His school district formally released a plan for back to school on August 31st. Cam's special needs class plans to have the option of attending in person. General education 7th graders will be splitting their time between in-person and virtual school for the first 4 weeks. It did get us thinking about the history of special ed.
The story of Special Education begins in the early part of the 20th Century. Parents formed advocacy groups to help bring the educational needs of children with disabilities to the public eye. These groups gained momentum mid-century. In 1961, President John F. Kennedy created the President’s Panel on Mental Retardation. The panel’s recommendations included federal aid to states. In 1965, Lyndon B. Johnson signed the Elementary and Secondary Education Act, which provided funding for primary education, and is seen by advocacy groups as expanding access to public education for children with disabilities. Despite these two important events, by the 1970’s, only a relatively small number of children with disabilities were being educated in public schools. Both enacted in 1975, two federal laws would change this: The Education for All Handicapped Children Act (EHA) and the Individuals with Disabilities Education Act (IDEA).
The EHA establishes a right to public education for all children regardless of disability, while the IDEA requires schools provide individualized or special education for children with qualifying disabilities. Under the IDEA, states who accept public funds for education must provide special education to qualifying children with disabilities. The IDEA sets forth specific guidelines regarding Free Appropriate Public Education. Among these is the idea that education must be tailored to meet the needs of the individual child with a disability. This education must be of benefit to the child and should prepare the child for further education (i.e., college) or to live and work independently. The IDEA also requires that education occur in the least restrictive environment and requires schools to take a child’s disability into account when enforcing discipline. Although not all children with disabilities are covered by the IDEA and EHA, these two acts have been instrumental in ensuring a free public education to millions of children with disabilities each year since passage. Prior to these acts, parents of children with disabilities had few choices as to the education of their children. Today, these children receive their education alongside all others.
Cam had a social smoothie break planned at Brody's Be Cafe on Thursday. Liam and his brother David, along with Cam and Brody all enjoyed a mid-morning break and catching up.
After work on Friday, we headed over to Lowell to see Mary Jo and celebrate her graduation. As president of her graduating class, it was a different senior year for her since Michigan schools were out of session as of mid-March. She was super excited to see Cam and made certain there were some Chick-Fil-A nuggets and Heidi's doughnuts for him to enjoy.

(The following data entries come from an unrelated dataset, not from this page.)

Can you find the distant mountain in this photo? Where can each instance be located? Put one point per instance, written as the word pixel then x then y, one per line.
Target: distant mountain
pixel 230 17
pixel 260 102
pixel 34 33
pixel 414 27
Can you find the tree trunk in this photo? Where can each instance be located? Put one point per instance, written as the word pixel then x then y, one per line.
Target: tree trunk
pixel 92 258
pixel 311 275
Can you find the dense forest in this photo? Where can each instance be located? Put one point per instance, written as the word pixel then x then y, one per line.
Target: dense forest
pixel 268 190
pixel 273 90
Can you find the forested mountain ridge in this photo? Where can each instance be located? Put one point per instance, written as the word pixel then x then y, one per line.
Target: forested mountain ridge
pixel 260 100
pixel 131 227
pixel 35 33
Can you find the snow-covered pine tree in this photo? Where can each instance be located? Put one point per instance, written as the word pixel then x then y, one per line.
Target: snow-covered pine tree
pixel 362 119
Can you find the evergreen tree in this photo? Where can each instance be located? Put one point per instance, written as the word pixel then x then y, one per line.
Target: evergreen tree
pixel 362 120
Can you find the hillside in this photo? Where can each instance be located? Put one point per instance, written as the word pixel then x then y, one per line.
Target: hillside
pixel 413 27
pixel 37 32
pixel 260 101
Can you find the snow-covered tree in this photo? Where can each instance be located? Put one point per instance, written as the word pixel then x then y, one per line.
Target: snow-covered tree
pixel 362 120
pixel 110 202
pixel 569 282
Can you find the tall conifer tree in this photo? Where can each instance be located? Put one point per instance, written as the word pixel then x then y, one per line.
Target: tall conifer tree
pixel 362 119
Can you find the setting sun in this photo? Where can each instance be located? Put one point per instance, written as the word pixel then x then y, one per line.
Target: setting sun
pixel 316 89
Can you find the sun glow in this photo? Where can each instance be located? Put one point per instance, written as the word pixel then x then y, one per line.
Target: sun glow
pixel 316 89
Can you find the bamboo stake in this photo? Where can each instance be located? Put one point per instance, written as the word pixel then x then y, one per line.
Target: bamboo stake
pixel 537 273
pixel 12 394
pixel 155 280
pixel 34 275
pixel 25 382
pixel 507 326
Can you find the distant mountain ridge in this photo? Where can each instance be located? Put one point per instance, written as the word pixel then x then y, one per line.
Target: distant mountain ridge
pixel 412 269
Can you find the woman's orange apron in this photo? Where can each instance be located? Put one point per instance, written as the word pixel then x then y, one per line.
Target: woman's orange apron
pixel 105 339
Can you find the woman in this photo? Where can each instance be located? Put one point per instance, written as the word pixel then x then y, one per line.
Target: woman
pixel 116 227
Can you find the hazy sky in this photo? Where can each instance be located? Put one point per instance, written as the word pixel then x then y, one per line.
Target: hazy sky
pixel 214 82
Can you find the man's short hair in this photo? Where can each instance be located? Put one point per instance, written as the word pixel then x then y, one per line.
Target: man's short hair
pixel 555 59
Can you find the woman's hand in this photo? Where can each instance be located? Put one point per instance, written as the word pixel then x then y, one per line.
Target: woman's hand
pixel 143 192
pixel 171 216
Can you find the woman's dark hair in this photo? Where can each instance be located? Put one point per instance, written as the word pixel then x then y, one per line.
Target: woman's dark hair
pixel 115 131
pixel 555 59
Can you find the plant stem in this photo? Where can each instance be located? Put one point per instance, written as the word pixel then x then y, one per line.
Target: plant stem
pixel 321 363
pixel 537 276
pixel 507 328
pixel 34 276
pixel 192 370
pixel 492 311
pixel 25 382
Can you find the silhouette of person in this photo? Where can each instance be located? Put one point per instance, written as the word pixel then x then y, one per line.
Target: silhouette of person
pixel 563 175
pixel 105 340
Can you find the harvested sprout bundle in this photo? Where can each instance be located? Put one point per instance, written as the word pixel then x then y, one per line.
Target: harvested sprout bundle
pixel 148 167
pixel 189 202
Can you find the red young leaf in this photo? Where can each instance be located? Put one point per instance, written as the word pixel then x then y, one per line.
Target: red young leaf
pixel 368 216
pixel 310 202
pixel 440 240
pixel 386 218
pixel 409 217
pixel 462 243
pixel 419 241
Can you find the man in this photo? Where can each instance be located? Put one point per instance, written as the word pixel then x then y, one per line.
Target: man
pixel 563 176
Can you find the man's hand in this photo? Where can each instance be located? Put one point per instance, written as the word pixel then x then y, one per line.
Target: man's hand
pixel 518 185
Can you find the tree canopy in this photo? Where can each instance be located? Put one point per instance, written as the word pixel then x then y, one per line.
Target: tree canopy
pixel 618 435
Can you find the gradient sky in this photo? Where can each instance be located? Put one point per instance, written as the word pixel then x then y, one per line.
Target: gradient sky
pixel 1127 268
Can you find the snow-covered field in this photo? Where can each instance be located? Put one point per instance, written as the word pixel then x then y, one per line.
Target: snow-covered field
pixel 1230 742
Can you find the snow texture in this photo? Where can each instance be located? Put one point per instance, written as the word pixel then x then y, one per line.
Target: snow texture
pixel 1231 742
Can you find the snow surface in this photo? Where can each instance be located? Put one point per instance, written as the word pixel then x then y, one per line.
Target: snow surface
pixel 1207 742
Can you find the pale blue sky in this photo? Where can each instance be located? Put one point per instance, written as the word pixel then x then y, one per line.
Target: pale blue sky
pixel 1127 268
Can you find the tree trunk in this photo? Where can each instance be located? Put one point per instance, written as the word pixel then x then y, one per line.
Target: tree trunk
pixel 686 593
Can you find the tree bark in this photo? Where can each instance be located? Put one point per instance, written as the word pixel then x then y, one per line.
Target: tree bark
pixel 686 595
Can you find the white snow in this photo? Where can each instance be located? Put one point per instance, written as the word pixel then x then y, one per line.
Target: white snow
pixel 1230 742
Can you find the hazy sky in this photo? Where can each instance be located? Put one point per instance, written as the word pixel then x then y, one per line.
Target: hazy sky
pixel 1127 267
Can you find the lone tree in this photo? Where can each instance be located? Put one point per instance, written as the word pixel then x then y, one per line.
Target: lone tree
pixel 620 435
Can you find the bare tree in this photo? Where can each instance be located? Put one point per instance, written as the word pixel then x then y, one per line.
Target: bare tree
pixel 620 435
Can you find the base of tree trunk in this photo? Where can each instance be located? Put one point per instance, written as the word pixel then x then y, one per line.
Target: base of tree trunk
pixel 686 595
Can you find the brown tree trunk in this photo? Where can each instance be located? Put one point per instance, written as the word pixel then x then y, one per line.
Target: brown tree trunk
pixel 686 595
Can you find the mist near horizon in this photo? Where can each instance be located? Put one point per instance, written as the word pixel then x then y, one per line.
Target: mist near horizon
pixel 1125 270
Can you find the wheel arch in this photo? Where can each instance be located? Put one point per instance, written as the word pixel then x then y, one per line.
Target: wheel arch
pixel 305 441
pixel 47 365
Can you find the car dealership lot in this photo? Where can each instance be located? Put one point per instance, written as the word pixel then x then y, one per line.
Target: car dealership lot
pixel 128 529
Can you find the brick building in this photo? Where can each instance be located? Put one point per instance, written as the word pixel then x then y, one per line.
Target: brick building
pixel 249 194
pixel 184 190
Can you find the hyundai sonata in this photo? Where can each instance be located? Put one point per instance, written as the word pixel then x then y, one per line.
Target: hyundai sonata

On Saturday we arrived in time for lunch and headed to the beach in the afternoon. It was a partly sunny day and by the time dinner rolled around, it had clouded over. As the evening progressed, though, the sun shone itself again. It was visible enough to see it "dip" below the horizon, appearing to sink into the big lake. The afterglow was especially picturesque with the different hues illuminated in the sky and reflected in the water.
We never tire of seeing the poignant colors and still believe each sunset is entirely different. Something else we don't get tired of... eating s'mores! Although they do pretty much taste the same each time, they are still one of the most delicious desserts around!!
"What kind of cupcake would you like?"
"A mint chocolate one, please"
"It is only free if you make it yourself!"